Low temperature acoustic polaron localization

TL;DR

This study uses path integral Monte Carlo to investigate low temperature acoustic polaron behavior in three dimensions, revealing a phase transition from localized to extended states as coupling decreases.

Contribution

It introduces a specialized numerical method for calculating acoustic polaron properties and demonstrates a phase transition in polaron localization at low temperatures.

Findings

Evidence of a phase transition from localized to extended states.

Discontinuous change in potential energy at the transition point.

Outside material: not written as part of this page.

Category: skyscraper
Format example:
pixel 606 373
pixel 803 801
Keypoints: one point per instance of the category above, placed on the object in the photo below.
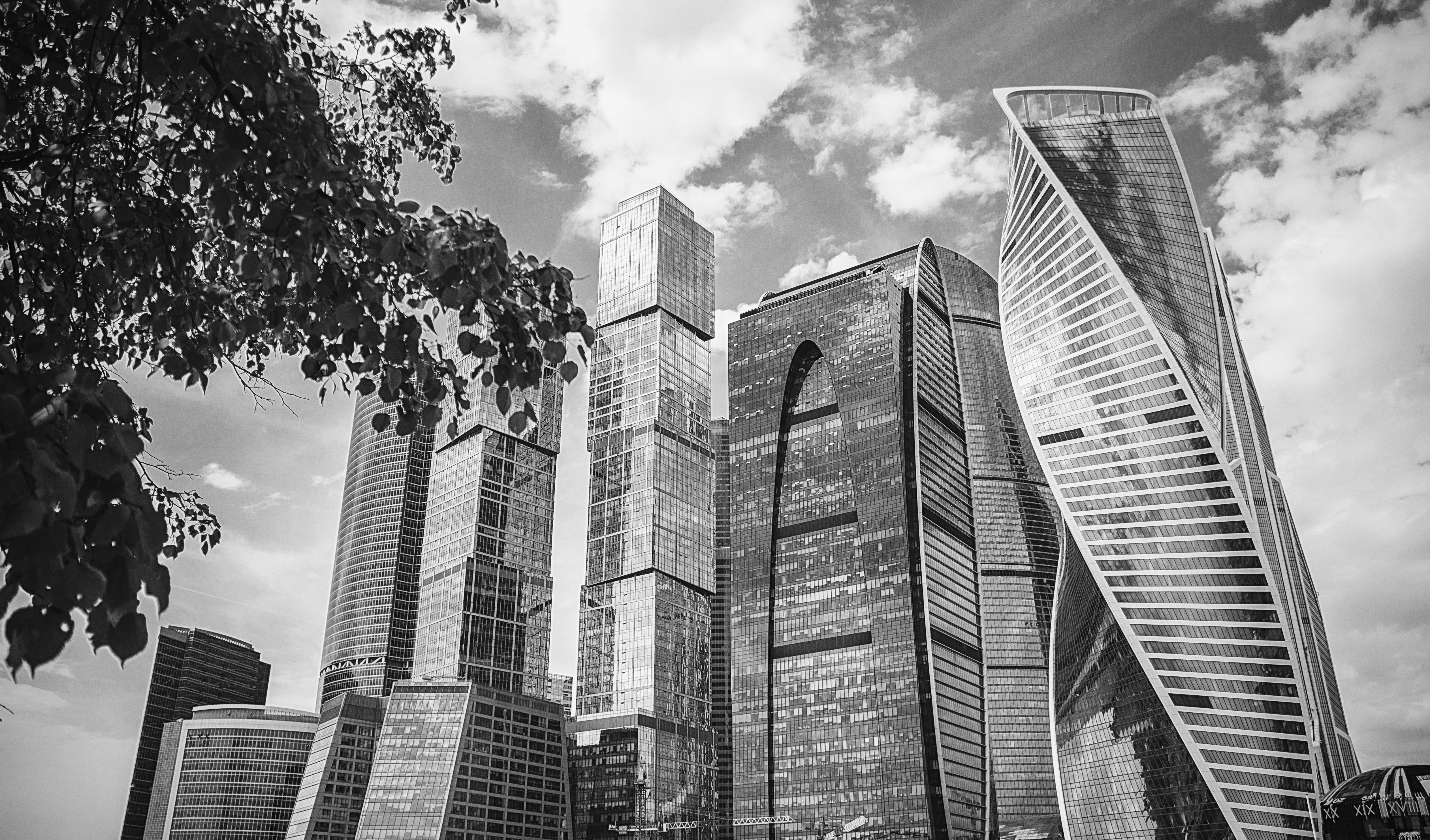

Electron states vary from self-trapped to extended with decreasing coupling.

Abstract

We calculate the properties of an acoustic polaron in three dimensions in thermal equilibrium at a given low temperature using the path integral Monte Carlo method. The specialized numerical method used is described in full details, thus complementing our previous paper [R. Fantoni, Phys. Rev. B {\bf 86}, 144304 (2012)], and it appears to be the first time it has been used in this context. Our results are in favor of the presence of a phase transition from a localized state to an extended state for the electron as the phonon-electron coupling constant decreases. The phase transition manifests itself with a jump discontinuity in the potential energy as a function of the coupling constant and it affects the properties of the path of the electron in imaginary time: In the weak coupling regime the electron is in an extended state whereas in the strong coupling regime it is found in a self-trapped state.